Harvard Professor Avi Loeb (center) with Rolf Dobelli (left) and Kiper Blakeley (right) (Rolf Dobelli)
vOn the flip side, he believes the government isn't "particularly interested" in objects or meteors from space, and it can be a mutually beneficial arrangement that will allow scientists to make more discoveries like "Oumuamua" or the object off Papua New Guinea. 

Loeb referred to a January Department of Defense report that categorized 366 reports of UFOs since March 202. 

The report classified 26 cases as unmanned aircraft or drones,163 cases were balloons or "balloon-like entities" and six reports could be attributed to birds, debris such as plastic bags, or weather events. 

But about half of the new cases could not be explained and "appear to have demonstrated unusual flight characteristics or performance capabilities, and require further analysis," according to the report.

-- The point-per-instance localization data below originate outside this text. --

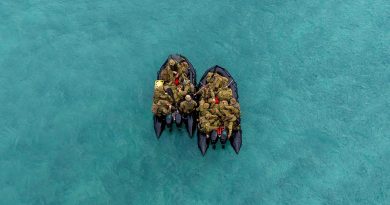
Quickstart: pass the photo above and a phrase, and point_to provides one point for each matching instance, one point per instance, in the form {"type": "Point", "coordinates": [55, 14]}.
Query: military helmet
{"type": "Point", "coordinates": [171, 62]}
{"type": "Point", "coordinates": [184, 64]}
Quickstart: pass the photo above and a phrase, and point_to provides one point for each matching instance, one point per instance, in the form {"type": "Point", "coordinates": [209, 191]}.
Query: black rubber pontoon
{"type": "Point", "coordinates": [236, 138]}
{"type": "Point", "coordinates": [161, 122]}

"We expect these reports to be a mixed bag," Loeb said. But "an encounter with a superior extraterrestrial technology would offer humanity the opportunity to acquire new scientific knowledge that goes beyond what we learned over the past century.

"It would also provide us with a glimpse of our own technological future, offering a quantum leap if we are wise enough to import its innovative content into our terrestrial life."